Im konkreten Fall ist es naheliegend, dass das Berufungsgericht auch den subjektiven Tatbestand der Beihilfe bejaht hätte, wenn es im Rahmen der gebotenen Gesamtbetrachtung die feststehenden Indiztatsachen zueinander in Beziehung gesetzt und unter Berücksichtigung des sonstigen Prozessstoffs umfassend gewürdigt hätte.
Das im Strafverfahren abgelegte umfassende Geständnis der Beklagten - auf Vorhalte des Gerichts, keine lediglich verlesene Verteidigererklärung - ist ein starkes Indiz für die Wahrheit der zugestandenen Tatsachen. Die aus der Buchhaltung ersichtlichen Zahlungsströme waren außerdem typisch für ein „Schneeballsystem“. Der laufende Liquiditätsbedarf konnte hier nur aus den Geldern der Neuanleger gedeckt werden.

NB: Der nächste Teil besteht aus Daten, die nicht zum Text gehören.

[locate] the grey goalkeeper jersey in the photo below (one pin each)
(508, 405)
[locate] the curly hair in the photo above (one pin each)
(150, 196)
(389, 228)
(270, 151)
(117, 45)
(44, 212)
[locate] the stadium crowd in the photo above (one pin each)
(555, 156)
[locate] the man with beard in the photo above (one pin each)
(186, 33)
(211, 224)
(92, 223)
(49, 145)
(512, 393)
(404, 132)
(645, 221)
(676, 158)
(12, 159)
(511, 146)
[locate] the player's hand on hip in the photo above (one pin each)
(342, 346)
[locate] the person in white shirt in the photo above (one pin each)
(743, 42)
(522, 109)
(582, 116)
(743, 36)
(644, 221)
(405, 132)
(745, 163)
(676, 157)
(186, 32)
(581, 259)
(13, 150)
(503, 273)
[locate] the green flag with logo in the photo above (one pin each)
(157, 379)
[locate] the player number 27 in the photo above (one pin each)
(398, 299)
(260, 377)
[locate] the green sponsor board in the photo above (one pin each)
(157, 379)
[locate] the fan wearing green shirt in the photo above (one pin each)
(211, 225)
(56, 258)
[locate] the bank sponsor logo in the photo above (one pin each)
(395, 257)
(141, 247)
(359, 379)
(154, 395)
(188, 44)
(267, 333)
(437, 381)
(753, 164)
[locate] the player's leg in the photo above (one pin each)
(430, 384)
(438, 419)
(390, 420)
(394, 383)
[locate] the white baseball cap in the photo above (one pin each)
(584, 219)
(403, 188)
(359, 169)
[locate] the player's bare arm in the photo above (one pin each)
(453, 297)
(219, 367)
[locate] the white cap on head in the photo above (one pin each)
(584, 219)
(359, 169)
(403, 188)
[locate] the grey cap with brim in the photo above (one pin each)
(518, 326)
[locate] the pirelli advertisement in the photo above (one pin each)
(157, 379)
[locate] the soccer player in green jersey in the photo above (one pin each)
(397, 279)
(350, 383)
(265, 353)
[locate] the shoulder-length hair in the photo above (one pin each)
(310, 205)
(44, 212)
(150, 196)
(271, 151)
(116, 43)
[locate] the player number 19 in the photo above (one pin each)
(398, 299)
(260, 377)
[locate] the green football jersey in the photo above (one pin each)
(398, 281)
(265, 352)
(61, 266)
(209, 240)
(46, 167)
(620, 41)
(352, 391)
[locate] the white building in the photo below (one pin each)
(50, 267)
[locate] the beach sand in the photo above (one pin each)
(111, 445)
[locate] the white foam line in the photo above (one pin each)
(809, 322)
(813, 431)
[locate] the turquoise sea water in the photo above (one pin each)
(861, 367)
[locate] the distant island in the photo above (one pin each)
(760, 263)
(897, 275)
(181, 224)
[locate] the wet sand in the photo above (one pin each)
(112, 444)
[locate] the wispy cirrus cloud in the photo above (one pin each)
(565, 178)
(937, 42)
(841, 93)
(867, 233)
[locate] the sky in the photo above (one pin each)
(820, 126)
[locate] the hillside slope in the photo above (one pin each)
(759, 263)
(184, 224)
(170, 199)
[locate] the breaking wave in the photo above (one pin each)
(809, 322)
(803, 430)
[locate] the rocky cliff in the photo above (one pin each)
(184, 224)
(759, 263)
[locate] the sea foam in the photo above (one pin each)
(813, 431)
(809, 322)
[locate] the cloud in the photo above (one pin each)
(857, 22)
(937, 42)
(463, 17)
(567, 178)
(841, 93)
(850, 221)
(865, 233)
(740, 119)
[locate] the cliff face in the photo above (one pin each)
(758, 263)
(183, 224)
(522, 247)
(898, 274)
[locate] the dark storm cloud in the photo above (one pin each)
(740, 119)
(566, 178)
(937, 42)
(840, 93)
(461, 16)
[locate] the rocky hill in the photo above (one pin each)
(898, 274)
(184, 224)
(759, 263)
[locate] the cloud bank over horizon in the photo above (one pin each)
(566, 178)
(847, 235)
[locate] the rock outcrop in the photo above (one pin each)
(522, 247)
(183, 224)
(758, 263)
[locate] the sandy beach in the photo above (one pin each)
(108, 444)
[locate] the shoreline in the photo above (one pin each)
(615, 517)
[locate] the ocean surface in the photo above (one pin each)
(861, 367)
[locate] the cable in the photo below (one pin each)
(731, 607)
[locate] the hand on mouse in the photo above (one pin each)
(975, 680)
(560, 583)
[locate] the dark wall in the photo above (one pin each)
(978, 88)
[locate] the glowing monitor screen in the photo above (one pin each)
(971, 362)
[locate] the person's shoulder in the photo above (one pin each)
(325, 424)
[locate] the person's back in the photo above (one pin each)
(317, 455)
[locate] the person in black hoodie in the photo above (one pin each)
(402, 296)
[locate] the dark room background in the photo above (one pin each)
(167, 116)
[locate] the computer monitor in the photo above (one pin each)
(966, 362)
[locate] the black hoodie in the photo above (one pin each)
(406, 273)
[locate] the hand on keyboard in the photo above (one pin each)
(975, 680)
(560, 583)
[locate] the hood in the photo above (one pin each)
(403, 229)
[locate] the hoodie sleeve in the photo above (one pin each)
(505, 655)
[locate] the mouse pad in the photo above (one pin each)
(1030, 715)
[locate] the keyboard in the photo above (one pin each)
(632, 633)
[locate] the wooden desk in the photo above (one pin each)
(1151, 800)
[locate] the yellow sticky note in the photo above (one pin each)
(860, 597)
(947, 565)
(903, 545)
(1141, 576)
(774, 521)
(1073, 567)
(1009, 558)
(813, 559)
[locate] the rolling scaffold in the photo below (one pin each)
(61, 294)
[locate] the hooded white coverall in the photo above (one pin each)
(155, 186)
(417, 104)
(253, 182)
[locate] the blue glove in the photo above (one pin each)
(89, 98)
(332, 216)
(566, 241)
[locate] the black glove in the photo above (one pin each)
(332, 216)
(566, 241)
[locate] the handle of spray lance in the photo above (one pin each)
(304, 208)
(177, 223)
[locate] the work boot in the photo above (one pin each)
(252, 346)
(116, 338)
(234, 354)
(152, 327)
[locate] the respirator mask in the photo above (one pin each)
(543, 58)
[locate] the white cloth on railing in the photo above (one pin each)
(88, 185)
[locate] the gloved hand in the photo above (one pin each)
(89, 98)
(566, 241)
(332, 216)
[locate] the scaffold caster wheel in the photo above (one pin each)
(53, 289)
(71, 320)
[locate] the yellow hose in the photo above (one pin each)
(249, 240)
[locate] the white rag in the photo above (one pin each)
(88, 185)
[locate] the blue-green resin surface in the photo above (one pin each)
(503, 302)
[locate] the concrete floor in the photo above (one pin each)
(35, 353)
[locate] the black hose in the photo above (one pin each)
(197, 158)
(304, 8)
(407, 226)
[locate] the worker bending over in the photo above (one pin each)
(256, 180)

Praktische Bedeutung des Urteils vom 07.11.2024 - III ZR 79/23
Der BGH verdeutlicht in diesem Urteil die Voraussetzungen der Feststellung der subjektiven Tatseite der Beihilfe bei berufstypischen Tätigkeiten. In subjektiver Hinsicht sind nach Auffassung des BGH zwei Fallgruppen zu unterscheiden: Zielt das Handeln des Haupttäters nur darauf ab, eine strafbare Handlung zu begehen, und weiß dies der Hilfeleistende (Fallgruppe 1), so ist sein Tatbeitrag als Beihilfehandlung zu werten. Weiß der Hilfeleistende dagegen nicht, wie der von ihm geleistete Beitrag vom Haupttäter verwendet wird und hält er es nur für möglich, dass sein Tun zur Begehung einer Straftat genutzt wird (Fallgruppe 2), so ist sein Handeln regelmäßig noch nicht als strafbare Beihilfehandlung zu beurteilen, es sei denn, dass das von ihm erkannte Risiko strafbaren Verhaltens des von ihm Unterstützten derart hoch war, dass er sich mit seiner Hilfeleistung die Förderung eines erkennbar tatgeneigten Täters angelegen sein ließ (BGH, Urteil vom 11.07.2024 - III ZR 176/22).